AI搭載のSFAとは、顧客情報や案件情報、営業担当者の活動履歴などを管理する従来のSFAに、AIを活用した分析や予測、生成機能などを組み合わせたシステムのことです。
一般的なSFAにも、顧客管理や案件管理、商談管理、日報作成といった営業活動をサポートするさまざまな機能が搭載されています。
そこにAIを組み合わせることで、SFAに蓄積されたデータを分析し、受注確度の高い案件を抽出したり、優先的に対応すべき顧客を選定したりできるようになるのです。過去の成功・失敗事例を分析した上で、次にとるべきアクションの提示も可能なため、営業担当者はより効率よく営業活動ができるようになります。

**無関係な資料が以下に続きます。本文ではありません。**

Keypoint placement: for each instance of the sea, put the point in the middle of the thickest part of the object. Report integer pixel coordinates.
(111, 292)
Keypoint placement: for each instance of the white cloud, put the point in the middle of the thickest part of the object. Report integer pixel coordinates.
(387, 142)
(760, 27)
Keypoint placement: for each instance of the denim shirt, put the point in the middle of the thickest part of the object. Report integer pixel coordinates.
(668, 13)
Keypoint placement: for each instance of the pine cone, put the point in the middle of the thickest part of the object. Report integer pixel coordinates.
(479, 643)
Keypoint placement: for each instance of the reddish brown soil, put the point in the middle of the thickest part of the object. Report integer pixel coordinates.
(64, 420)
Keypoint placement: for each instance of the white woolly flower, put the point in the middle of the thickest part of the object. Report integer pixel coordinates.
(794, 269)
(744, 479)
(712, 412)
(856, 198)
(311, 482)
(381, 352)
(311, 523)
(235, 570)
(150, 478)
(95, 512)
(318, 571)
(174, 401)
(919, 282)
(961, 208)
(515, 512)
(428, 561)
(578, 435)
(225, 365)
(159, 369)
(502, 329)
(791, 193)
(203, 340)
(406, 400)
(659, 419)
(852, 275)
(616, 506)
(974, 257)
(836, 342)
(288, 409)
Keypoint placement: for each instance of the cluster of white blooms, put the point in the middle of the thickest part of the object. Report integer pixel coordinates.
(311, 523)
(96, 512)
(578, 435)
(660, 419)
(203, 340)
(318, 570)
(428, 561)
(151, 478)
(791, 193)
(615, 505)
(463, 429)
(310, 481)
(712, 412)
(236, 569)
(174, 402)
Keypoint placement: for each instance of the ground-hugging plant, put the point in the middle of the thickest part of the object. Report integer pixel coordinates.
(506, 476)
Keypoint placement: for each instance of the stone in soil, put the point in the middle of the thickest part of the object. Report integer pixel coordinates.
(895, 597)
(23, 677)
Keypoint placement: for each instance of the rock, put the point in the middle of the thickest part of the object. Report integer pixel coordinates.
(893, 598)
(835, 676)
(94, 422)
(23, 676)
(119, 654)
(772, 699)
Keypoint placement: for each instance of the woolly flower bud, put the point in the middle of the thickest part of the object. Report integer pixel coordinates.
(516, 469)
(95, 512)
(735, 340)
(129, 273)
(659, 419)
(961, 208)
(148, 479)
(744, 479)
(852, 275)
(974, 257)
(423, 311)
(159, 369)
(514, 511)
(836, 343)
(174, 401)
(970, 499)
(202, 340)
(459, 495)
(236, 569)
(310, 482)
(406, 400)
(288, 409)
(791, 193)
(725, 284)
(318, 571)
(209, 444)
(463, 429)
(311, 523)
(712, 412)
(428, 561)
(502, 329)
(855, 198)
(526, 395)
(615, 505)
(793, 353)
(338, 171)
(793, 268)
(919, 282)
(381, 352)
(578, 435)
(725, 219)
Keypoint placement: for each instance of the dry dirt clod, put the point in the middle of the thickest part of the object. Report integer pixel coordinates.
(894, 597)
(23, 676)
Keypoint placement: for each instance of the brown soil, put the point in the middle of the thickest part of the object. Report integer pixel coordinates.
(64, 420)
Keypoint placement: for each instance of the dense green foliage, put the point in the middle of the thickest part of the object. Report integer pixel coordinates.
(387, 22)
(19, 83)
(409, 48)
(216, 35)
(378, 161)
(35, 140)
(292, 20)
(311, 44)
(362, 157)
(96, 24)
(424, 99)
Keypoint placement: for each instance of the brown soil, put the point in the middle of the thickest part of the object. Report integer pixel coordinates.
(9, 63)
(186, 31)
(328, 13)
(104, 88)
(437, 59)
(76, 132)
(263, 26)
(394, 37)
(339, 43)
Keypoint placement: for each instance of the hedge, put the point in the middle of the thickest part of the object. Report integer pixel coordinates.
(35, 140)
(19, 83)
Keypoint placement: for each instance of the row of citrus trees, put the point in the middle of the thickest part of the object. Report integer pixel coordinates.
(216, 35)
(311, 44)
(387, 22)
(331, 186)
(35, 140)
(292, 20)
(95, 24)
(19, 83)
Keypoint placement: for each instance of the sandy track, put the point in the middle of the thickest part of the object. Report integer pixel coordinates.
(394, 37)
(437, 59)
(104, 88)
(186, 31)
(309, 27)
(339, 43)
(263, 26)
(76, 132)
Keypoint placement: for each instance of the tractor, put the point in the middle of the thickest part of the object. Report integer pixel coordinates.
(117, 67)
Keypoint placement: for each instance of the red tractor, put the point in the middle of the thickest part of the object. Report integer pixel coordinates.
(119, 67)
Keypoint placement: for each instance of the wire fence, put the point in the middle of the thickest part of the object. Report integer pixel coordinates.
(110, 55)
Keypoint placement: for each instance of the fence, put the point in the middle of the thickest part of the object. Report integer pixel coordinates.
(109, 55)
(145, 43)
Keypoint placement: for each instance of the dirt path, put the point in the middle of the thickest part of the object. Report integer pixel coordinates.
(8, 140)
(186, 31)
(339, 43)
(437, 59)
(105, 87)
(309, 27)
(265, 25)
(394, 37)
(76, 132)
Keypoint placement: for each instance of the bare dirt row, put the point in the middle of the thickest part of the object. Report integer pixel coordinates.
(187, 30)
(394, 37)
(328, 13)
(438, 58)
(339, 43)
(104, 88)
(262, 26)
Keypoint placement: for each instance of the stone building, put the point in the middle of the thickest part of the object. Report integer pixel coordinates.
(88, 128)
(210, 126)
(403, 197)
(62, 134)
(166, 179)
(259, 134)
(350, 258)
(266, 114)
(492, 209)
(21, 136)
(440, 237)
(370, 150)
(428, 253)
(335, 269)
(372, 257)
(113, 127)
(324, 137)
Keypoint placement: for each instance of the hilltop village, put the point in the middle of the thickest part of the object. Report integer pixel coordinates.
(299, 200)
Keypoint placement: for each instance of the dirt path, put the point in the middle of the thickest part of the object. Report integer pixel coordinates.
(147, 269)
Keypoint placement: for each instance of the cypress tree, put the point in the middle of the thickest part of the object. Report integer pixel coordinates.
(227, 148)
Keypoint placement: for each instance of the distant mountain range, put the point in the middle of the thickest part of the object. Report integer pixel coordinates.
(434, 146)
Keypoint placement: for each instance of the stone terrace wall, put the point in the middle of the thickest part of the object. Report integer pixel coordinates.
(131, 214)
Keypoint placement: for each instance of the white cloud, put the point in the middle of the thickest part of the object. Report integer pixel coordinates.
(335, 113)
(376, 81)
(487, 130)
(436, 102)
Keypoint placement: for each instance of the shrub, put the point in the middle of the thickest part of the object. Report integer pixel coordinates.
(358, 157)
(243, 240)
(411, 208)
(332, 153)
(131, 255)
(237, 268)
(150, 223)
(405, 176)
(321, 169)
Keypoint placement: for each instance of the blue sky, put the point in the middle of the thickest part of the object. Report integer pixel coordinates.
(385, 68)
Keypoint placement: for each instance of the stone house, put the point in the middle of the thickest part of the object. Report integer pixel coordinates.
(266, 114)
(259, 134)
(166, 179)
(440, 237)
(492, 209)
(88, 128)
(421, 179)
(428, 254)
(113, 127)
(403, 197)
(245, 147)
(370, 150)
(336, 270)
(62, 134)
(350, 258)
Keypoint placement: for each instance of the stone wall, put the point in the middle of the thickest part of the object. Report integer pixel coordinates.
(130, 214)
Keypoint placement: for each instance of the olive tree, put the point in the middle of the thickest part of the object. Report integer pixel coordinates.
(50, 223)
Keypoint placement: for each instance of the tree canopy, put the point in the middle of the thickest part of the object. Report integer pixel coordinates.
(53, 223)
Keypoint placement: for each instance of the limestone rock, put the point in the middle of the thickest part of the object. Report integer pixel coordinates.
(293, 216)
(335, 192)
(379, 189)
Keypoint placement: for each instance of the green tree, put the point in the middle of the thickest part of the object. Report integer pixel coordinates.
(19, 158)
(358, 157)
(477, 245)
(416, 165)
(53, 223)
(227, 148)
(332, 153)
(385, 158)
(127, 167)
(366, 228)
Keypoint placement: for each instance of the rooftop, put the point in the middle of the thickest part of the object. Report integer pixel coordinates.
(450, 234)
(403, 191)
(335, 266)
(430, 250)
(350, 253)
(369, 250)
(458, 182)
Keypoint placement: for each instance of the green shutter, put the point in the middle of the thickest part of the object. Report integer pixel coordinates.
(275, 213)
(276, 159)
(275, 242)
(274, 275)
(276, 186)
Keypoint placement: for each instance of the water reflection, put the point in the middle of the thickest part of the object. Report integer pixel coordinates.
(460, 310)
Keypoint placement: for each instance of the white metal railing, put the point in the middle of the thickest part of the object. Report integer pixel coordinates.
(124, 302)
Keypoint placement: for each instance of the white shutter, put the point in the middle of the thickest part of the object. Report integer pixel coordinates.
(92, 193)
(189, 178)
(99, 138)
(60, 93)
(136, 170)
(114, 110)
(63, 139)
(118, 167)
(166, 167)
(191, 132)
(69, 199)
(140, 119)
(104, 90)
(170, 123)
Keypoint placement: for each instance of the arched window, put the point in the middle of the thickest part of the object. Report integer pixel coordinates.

また製品によっては、AIが商談内容の要約やメール文面の生成、音声データの文字起こしなどをすることも可能です。
営業担当者は、商談内容を振り返りながら各項目を入力していったり、一から資料を作成したりする必要がありません。AIを使うことで営業活動の周辺業務にかかる時間を大きく短縮でき、より重要なコア業務に集中できます。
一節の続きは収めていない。